1 resultado para Jackson, Jesse , 1941-, American
em Repositório Científico do Instituto Politécnico de Lisboa - Portugal
Resumo:
ABSTRACT: The American metacinema which, by tradition, is narrative but extremely formulaic favours the story above the telling. No man contributed more to alter this state of affairs than Orson Welles, whose cinematic practice exalted the filmic enunciation and linked it more explicitly to the narrative intentions of the creator, making it obvious that metanarrative is synonymous with metacinema. With Citizen Kane (1941), in particular, the cinema was made more disnarrative, as meant by French writer/director Alain Robbe–Grillet, well ahead of Modernism. The fragmented narration, the temporal convolutions, a tendency for paradox and the interpretative obstacles all come together to anticipate the serial practice of David Lynch in his last four features.
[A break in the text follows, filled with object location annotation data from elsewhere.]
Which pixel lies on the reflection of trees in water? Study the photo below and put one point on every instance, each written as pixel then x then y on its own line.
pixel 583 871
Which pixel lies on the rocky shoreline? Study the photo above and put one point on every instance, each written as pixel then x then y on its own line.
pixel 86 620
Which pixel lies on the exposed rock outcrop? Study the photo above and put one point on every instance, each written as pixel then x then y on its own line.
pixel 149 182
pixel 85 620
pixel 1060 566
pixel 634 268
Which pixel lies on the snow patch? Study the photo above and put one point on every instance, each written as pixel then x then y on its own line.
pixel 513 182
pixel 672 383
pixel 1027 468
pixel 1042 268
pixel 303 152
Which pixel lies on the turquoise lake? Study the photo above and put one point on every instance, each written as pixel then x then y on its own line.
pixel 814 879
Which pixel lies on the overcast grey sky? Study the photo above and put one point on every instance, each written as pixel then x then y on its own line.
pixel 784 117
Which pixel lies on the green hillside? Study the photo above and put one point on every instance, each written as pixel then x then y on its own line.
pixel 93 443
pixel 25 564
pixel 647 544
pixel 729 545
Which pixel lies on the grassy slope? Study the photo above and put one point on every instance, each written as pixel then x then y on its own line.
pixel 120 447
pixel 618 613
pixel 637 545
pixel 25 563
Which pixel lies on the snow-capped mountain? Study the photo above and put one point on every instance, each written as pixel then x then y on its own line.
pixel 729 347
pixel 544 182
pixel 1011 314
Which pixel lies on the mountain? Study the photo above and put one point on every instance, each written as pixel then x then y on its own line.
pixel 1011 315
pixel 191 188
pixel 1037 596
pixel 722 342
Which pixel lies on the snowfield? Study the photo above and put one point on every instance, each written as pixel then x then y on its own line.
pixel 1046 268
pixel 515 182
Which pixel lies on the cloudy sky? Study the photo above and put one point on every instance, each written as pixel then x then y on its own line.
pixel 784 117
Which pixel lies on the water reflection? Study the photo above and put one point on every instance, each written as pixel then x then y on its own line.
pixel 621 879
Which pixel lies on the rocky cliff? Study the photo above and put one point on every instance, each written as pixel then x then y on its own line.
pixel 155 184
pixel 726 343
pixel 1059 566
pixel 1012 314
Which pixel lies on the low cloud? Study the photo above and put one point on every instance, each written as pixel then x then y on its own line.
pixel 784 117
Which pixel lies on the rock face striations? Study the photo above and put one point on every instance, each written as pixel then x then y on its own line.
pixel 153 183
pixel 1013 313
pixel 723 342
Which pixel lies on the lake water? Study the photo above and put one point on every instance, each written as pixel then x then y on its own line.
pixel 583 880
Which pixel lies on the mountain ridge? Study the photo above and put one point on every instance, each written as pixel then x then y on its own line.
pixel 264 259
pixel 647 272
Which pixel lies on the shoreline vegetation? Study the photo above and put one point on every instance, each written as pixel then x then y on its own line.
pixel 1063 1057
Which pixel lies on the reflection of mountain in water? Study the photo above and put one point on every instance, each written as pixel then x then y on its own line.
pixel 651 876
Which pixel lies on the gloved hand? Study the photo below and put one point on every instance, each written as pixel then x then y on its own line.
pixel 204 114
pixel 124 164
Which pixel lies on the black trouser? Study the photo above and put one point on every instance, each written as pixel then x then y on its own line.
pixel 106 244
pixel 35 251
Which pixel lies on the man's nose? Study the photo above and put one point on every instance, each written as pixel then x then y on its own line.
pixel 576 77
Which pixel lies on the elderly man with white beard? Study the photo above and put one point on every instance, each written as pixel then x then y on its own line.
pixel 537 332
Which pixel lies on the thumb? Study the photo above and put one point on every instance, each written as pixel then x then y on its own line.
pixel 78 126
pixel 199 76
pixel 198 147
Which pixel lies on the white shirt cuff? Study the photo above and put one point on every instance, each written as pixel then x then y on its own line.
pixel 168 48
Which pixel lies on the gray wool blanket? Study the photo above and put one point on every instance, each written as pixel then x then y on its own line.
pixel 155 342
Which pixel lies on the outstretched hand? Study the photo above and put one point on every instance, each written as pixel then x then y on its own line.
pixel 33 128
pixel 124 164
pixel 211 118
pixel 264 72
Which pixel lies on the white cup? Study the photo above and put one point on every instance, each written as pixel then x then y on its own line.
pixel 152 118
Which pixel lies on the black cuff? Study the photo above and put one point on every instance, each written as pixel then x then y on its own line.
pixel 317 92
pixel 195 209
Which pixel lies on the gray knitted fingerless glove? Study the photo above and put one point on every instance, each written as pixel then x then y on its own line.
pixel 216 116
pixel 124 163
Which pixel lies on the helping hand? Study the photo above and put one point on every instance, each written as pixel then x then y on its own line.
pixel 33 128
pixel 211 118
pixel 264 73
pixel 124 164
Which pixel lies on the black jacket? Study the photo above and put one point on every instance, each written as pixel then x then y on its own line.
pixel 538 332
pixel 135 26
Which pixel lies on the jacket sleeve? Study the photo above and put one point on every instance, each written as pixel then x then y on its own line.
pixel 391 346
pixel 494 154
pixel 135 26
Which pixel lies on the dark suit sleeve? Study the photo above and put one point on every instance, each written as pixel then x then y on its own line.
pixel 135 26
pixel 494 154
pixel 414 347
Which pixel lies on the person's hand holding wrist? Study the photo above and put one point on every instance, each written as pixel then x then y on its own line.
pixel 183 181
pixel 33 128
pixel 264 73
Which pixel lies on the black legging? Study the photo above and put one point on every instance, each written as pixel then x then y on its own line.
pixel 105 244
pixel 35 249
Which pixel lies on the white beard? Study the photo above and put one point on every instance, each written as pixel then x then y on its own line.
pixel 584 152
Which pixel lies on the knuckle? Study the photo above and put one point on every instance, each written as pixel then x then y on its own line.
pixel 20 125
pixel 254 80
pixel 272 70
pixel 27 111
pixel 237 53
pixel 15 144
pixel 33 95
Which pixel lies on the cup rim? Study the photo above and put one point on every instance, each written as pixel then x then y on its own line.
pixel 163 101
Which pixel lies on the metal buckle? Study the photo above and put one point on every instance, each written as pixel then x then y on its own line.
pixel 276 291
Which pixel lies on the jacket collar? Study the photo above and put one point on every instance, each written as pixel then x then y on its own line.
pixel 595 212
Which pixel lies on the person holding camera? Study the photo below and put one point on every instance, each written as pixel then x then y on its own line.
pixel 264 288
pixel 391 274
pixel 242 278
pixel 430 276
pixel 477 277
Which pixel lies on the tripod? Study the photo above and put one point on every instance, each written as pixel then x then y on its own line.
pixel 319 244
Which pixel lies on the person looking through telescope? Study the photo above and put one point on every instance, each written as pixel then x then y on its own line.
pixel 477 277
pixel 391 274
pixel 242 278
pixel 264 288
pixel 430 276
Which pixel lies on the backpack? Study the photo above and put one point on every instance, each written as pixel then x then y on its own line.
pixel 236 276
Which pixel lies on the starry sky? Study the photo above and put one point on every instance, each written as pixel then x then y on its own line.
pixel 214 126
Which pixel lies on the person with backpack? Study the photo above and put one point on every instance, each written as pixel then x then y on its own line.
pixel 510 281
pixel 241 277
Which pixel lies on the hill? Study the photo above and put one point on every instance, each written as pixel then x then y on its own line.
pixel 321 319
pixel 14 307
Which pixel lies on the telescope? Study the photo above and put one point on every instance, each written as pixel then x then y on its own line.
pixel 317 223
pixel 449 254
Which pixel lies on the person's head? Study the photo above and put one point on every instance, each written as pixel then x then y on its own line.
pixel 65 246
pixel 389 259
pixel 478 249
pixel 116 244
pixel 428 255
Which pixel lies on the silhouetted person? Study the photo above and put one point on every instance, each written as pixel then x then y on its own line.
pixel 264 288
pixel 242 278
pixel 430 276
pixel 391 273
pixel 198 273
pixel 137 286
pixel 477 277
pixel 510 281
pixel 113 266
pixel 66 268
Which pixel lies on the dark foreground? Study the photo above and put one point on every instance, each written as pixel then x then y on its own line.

Structuring the films in segments which constitute different but complementary versions of the same events, Lynch manages to express the director’s enunciation along with the narration of the characters, reinforcing the role of the telling in the midst of the story. In INLAND EMPIRE (2006) the use of mise-en-abyme as a way of duplicating stories and tellers further increases the objective and complicates what is clearly the reign of the puzzle or mind-game film. In the footsteps of Welles, Lynch contributed for an outbreak of metanarrative / metacinematic crossover indie films closer to the European aesthetic practice but still very much within the American narrative tradition.